According to a report in The Register, 3ROS will "… make pwning as easy as ordering pizza." The system is believed to originate from Russia or Ukraine and appears to be the basis for the Hunter exploit kit, which is also gaining popularity as a user-friendly attack tool.

Cyberattack used to be considered a black art practiced by shady and sophisticated computer experts, or at least, hackers with mid-level command-line skills. Even the so-called "script kiddies" seemed to aspire to the expert role and loved to navigate other people's directories from a remote terminal window. Although GUI-based attack tools have existed in the past, they typically weren't particularly polished or friendly. 3ROS and Hunter might indicate the further development of the intrusion industry. Advanced attackers can now focus on development and reconnaissance and leave the nuts-and-bolts exploit and delivery to beginners.

The actual malware included in 3ROS doesn't appear to be especially current or state of the art. The disadvantage of an elaborate GUI is that it takes longer to update and adapt the system to incorporate new exploits and stay ahead of detection services. Only time will tell if 3ROS and Hunter become a model for other exploit kits, or if the industry opts for more conventional but flexible approaches.

Red Hat Releases RHEL 7.2

Red Hat has announced the release of Red Hat Enterprise Linux (RHEL) 7.2, the latest version of the company's enterprise subscription-based Linux distribution. According to Red Hat, RHEL 7.2 includes security updates and some significant network performance improvements. Red Hat also continues its drive for better container and cloud support, with updates to Kubernetes, Cockpit, and the Docker engine, as well as enhancements to the Atomic host platform.

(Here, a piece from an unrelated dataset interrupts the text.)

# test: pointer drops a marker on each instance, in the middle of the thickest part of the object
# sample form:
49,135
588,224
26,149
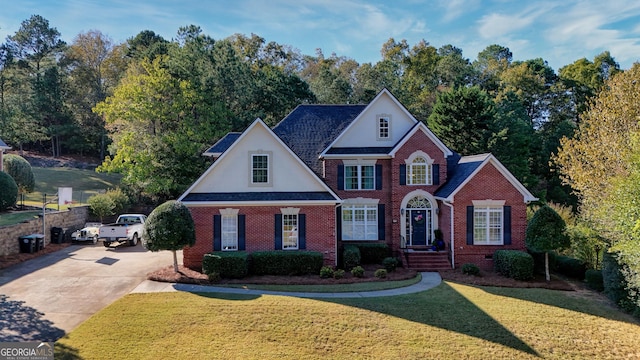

Perhaps the most interesting new development in RHEL 7.2 is its support for Red Hat's add-on Insight service, which the company describes as "an add-on operational analytics offering designed to increase IT efficiency and reduce downtime through the proactive identification of known risks and technical issues."

Dell Systems Ship with Faulty Root Certificate

Several news sources report that users have discovered a preinstalled digital certificate shipped with Dell Inspiron 5000 series notebooks and the XPS 15 model laptop that could allow an attacker to successfully impersonate a trusted website. The eDellRoot certificate creates a gaping security hole that is similar to the problems created by the Superfish security issue experienced by Lenovo earlier this year.

Some users report that the certificate reinstalls itself when users attempt to remove it; however, Dell has posted instructions that it says will permanently remove eDellRoot. According to the Dell Knowledge Base, "The certificate is not malware or adware. It was intended to provide the system service tag to Dell online support, allowing us to quickly identify the computer model, making it easier and faster to service our customers. This certificate is not being used to collect personal customer information. It's also important to note that the certificate will not reinstall itself once it is properly removed using the recommended Dell process."